Loving an active alcoholic involves, amongst other things, a lot of anxious anticipation.

The apprehension of waiting for the impending unravelling. The fear of the dreaded PHONE CALL – that they’ve been arrested, been killed/injured in a car accident or *deep breath* have killed someone else on the road. The waiting for the inevitable ‘other shoe to drop’. The ever-present foreboding of their unpredictable behaviour and abuse.

The prospect of hope based on their declarations that ‘this time is different’. But having to live in constant caution against hoping too much, because lies and disappointment always overshadow their promises and declarations.

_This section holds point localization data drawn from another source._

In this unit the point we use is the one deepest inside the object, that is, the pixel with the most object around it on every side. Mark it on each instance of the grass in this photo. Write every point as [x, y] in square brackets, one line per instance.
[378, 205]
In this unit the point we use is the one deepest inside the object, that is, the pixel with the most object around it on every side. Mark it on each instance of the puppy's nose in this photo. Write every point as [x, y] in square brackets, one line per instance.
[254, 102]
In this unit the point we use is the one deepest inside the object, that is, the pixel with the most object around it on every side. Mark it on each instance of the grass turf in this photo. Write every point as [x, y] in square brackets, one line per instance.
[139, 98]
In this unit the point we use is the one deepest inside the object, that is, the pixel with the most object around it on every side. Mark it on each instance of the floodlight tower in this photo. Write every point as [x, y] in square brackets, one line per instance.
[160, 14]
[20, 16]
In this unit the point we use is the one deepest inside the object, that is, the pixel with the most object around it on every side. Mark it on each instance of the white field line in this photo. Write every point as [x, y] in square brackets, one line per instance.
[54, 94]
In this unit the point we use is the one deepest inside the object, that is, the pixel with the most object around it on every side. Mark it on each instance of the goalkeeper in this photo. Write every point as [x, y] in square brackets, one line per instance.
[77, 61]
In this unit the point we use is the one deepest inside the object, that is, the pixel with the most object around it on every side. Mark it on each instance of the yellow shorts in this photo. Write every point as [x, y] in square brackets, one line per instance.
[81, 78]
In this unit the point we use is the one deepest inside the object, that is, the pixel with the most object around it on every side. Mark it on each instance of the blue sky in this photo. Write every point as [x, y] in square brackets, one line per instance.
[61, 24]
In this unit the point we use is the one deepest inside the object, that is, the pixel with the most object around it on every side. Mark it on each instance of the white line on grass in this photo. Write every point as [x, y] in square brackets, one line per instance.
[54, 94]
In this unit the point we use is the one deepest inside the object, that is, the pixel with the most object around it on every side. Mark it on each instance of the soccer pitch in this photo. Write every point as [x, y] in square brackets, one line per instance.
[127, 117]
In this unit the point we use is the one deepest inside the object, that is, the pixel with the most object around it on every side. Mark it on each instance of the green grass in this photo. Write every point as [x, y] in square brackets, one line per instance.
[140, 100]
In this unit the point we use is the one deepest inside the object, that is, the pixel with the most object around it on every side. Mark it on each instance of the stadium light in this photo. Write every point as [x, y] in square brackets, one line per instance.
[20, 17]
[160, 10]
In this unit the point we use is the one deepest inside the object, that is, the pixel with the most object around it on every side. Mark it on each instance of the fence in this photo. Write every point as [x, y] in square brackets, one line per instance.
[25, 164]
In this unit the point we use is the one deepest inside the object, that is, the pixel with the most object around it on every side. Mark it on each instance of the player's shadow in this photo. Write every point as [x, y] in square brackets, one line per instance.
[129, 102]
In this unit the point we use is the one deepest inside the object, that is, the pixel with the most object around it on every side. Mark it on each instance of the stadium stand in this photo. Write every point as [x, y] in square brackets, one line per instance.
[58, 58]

believe - themetapicture-com

Source – themetapicture.com

 

Lover the Loser hated to see or hear me crying. Just as with my Alcoholic Ex. Tears incited anger. I wonder if my tears were a mirror of their failure. If my tears were tangible evidence of the consequences of their behaviour. And I have to wonder if that is why neither one of them has ever tried to contact me after parting ways. I can only assume they are immensely relieved that the mirror has gone. No longer are they faced daily with a reflection of their shame, their guilt, their inability to live an undiluted life.

Perhaps it’s not that I’m unwanted. Perhaps it’s merely a case of not wanting to face themselves each day reflected in the mirror of my tears.